Lo que más me ha gustado de Megalodón es la reivindicación entusiasta y teñida de melancolía paleontológica del animal. El libro deplora que se le reduzca hoy en día a una parodia de asesino cegado por su voracidad y apunta que la película de 2018 marca el terrible apogeo del gran tiburón como monstruo unidimensional, cuando era en realidad una criatura fascinante, “un ser vivo, pensante y sensible, que se reproducía, comunicaba y nadaba, además de matar”. Y dice con una extraña ternura: “Es casi seguro que tenía su propia estructura social, su propia conciencia de su lugar en el mundo”. Sin embargo, acaba con una nota de escalofriante emoción: Tim Flannery no cree que perviva algún megalodón (pese al falso documental de Discovery Channel, que mezclaba al animal ¡con un submarino nazi!) y opina que solo el conocimiento científico y los hallazgos fósiles nos lo devolverán en todo su terrorífico esplendor, pero recuerda que otros tiburones gigantes cuya existencia no se sospechaba han ido apareciendo, como el tiburón boquiancho (1976), de cinco metros y medio y una tonelada de peso, que ¡convivió con el megalodón! O el pequeño tiburón linterna ninja (2010) cuyo nombre científico, Etmopterus benchleyi, es un homenaje al autor de la novela Tiburón...
La lectura del libro sobre el megalodón coincide precisamente —lo que aún anima más a nadar— con la noticia de que el pasado martes el conocido surfero Kai McKenzie, de 23 años, fue atacado por un tiburón blanco de tres metros en una playa australiana. El deportista y su pierna llegaron por separado a la playa y fueron trasladados al hospital, a 200 kilómetros, en distintos vehículos, Kai con un torniquete que le hicieron con la correa de un perro (a veces es mejor tener un perro que un gato). McKenzie, al que han tratado de reimplantarle la pierna seccionada, venía de recuperarse de una fea lesión cervical con la plancha.

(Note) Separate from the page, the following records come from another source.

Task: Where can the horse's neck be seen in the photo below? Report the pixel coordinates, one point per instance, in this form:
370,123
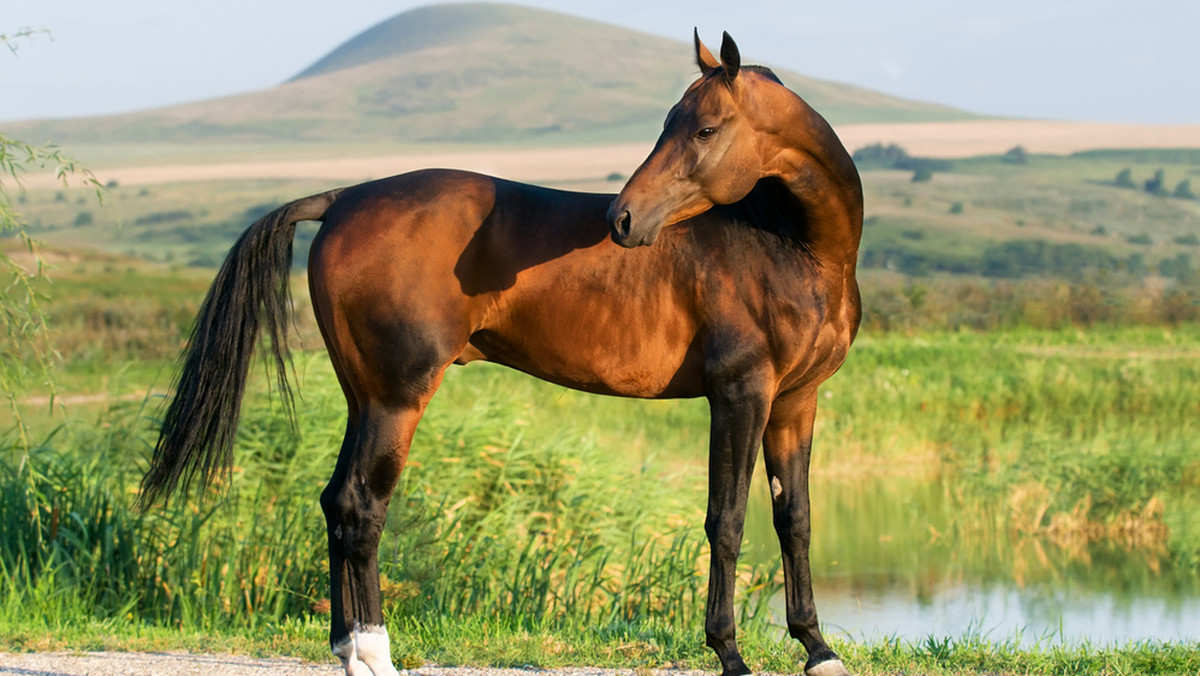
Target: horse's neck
816,169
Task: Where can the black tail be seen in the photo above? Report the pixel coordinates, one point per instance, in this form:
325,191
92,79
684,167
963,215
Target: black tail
250,289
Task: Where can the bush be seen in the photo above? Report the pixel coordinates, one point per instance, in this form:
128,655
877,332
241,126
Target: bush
1125,179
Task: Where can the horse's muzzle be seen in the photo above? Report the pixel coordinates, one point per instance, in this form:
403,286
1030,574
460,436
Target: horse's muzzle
621,226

Y ahora, las noticias de Formentera. Primero las buenas: la guacamaya Lola goza de buena salud y un plumaje nuevo precioso, y se ha dejado fotografiar por fin en mi hombro con lo que he cumplido el sueño de retratarme como Long John Silver (con las dos piernas). Martí Mayans, el joven que revolucionó el campo de la isla con su iniciativa de agricultura ecológica Agromartí, ha abierto su restaurante Can Martí en el antiguo Sol y Luna, propiedad de su familia, renovando el lugar que tenía como identidad señera los manteles de hule, abriendo buenas vistas al mar y con una carta que los que saben de estas cosas de la gastronomía e incluso distinguir aletas de tiburón de escalopas, dicen que es magnífica. Por fin tras muchos años de abandono, se ha reformado y dignificado Ca Na Cristina, una vivienda de referencia visual, también en la zona de Els Pinars. Se mantiene la estética y el ambiente del chiringuito Kiosko 62, ex Sun Splash, ex la Denise, ahora denominado Karai y con alusiones a la Baja California (esperemos que no los tiburones), aunque se apuntan a los precios disparatados de la isla: gin tonic, vodka con limón (de Fanta) y unos nachos sin nada, 30 euros. Y la mala noticia: El Pelayo, como les decía, con su gran y entrañable familia formentereño-colombiana, parece tener los días contados. No les quieren renovar el contrato. Así que todo apunta a que este será el último verano de un lugar para el que, por su autenticidad, cordialidad y campechanía, no hay recambio en una Formentera que parece apostar en buena medida por la exclusividad, los tiros largos y la pasta, olvidando sus orígenes de sol, arena y fraternidad con un punto salvaje. Formentera sin el Pelayo: eso sí sería, ay, un terrible mordisco.